GMail is introducing POP3 access for users, initially leading most to think that GMail could be used as your primary account, as others have mentioned. What I don't get is why anyone would be quite this excited about it. Let's think about this for a moment.
Initially, the selling point of GMail was the 1000MB (1GB) of storage. Others have matched it, so perhaps this selling point has lost its luster. But what is also lost is that most POP3 users will use default settings, and those default settings remove mail from the server. Thus, introducing POP3 isn't so much a feature offering for the service, it's a storage-saving device.
Sure, POP3 can be configured to leave messages on the server. Have you ever tried that in Outlook, then tried to access those messages again from Outlook running on another computer? You end up downloading the same messages all over again, and since storage is so huge on GMail, it could be quite a download.

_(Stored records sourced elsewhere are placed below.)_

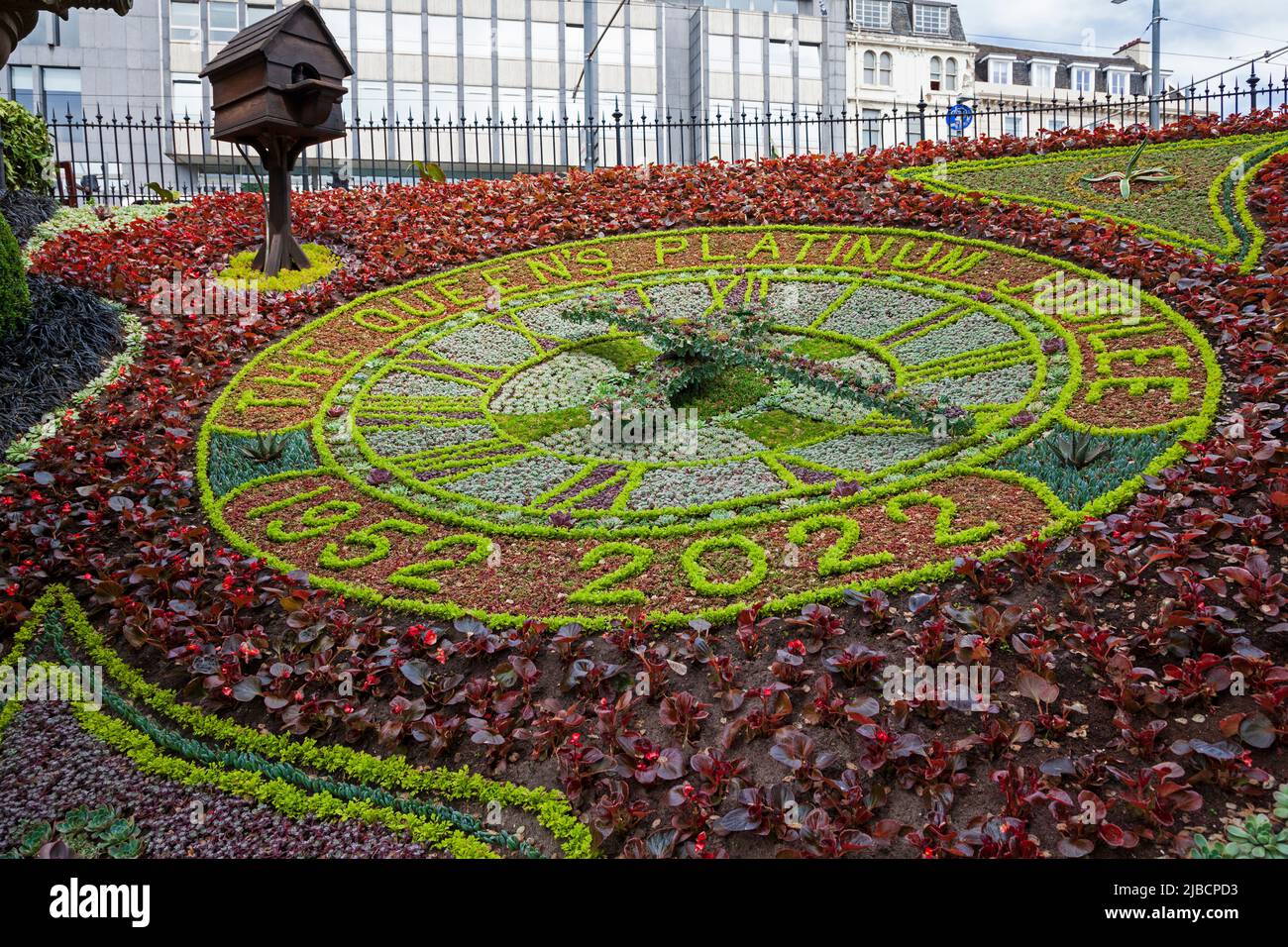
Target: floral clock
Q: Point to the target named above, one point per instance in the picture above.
(442, 447)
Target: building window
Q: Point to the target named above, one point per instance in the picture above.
(372, 33)
(64, 33)
(372, 105)
(871, 14)
(407, 34)
(644, 50)
(185, 97)
(258, 12)
(478, 38)
(442, 37)
(545, 42)
(22, 80)
(720, 51)
(184, 22)
(930, 20)
(871, 128)
(223, 20)
(781, 58)
(810, 56)
(510, 40)
(62, 91)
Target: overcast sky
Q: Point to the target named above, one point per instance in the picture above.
(1065, 25)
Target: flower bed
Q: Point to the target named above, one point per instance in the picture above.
(1115, 659)
(429, 482)
(1205, 206)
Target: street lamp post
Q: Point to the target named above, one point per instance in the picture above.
(1155, 48)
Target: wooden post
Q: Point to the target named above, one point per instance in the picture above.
(279, 250)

I understand that offering POP3 access for free may be a feature to sell GMail as a better competitor to other web mail services that don't offer it for free, and I also understand that having a free POP3 account my have some usefulness. But in the end they are two different markets. There is no room for a single conversation that contains both the immense size of the mailbox and the POP3 access to it, since those things don't work together. Now if they were to introduce IMAP, it might be interesting.
In the meantime, I don't think this is so much a selling point to new users as it is getting existing users to switch from the web-based interface (requiring not only extra storage, but cycles to serve those pages, processs searches and the like) to the POP3 one. And can you imagine what will happen the first time a longtime web user tries POP3 and downloads their 475MB of messages, so that they are no longer available online? Oops.